Earnings: Thur. After Close

  • Advanced Micro Devices (NYSE:AMD): Q3 EPS of -$0.26 beats by $0.16. Revenue of $1.4B (-22%) vs. $1.26B. Sees Q4 product revenue up modestly. Shares -3.7% AH. (PR)
  • Google (GOOG): Q3 EPS of $5.89 beats by $0.47. Revenue of $4.38B (+7%) vs. $4.24B. Paid clicks +14%; cost per click -6%. "While there is a lot of uncertainty about the pace of economic recovery, we believe the worst of the recession is behind us and now feel confident about investing heavily in our future." Shares +3.6% premarket. (PR)
  • IBM (NYSE:IBM): Q3 EPS of $2.40 beats by $0.02. Revenue of $23.6B (-7%) vs. $23.4B. Raises full-year EPS guidance to at least $9.85 from $9.70, vs. $9.78. "We saw improved revenue trends in our business and share gains in software and hardware." Remains "well ahead of pace" for 2010 roadmap of $10-$11/share.

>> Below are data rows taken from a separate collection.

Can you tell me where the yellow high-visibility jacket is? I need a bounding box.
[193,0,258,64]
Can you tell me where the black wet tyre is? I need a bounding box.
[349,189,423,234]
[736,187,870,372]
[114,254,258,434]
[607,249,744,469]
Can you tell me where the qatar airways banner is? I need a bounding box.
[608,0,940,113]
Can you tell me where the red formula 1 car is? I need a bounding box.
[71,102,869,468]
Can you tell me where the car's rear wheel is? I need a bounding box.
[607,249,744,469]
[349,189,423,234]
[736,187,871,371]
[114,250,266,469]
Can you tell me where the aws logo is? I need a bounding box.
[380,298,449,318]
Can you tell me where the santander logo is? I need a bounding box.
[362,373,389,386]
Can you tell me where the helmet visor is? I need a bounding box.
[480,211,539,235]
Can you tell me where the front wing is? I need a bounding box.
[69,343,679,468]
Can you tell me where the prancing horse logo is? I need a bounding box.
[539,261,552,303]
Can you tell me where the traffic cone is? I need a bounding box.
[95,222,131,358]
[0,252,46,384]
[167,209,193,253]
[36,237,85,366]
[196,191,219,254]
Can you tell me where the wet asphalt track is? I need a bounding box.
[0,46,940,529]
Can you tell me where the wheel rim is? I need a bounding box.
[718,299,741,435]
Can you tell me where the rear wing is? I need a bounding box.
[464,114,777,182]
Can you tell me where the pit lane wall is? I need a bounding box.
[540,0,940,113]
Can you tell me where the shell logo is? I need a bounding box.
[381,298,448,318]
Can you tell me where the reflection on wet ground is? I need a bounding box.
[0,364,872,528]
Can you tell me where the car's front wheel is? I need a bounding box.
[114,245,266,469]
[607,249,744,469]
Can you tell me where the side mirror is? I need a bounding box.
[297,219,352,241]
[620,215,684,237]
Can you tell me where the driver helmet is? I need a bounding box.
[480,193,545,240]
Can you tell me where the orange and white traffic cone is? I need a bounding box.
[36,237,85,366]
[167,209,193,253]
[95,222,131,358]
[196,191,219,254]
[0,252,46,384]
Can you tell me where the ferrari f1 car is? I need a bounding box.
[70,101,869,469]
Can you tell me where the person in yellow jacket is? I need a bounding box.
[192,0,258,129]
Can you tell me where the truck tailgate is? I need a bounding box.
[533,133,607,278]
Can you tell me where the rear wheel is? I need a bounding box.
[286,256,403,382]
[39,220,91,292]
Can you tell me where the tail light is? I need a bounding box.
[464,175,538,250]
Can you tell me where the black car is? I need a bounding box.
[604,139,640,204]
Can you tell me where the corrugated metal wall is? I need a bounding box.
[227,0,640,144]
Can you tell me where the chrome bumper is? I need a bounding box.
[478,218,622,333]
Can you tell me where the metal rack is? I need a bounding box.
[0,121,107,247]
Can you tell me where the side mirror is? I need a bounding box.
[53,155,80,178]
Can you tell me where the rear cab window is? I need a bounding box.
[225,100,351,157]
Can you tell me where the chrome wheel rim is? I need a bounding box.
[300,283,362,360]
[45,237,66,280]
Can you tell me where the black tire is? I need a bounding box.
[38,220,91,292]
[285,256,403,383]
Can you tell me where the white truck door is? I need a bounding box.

Shares -3.9% AH. (PR)
  • People's Bank (NASDAQ:PBCT): Q3 EPS of $0.08 in-line. Net interest income of $145M (-9%). Shares -1.5% AH. (PR)
  • Tempur-Pedic International (NYSE:TPX): Q3 EPS of $0.34 beats by $0.08. Revenue of $224M (-11%) vs. $196M. Shares +12.7% AH. (PR)

Today's Markets

Asian markets were mixed Friday. European stocks have added modest gains, while futures are flat as investors await another batch of big-name Q3 earnings reports.

  • Asia: Nikkei +0.18% to 10,258. Hang Seng -0.31% to 21,930. Shanghai -0.11% to 2,977. BSE +0.74% to 17,323.
  • Europe at midday: London +0.4%. Paris +0.2%. Frankfurt +0.5%.
  • Futures at 7:00: Dow -0.1% at 9957. S&P -0.1% to 1089. Nasdaq flat. Crude -0.5% to $77.65. Gold -0.1% to $1,050. 30-year bond +0.11% to 118-29. 10-year +0.07%. Euro -0.1% vs. dollar. Yen -0.5%. Pound +0.2%.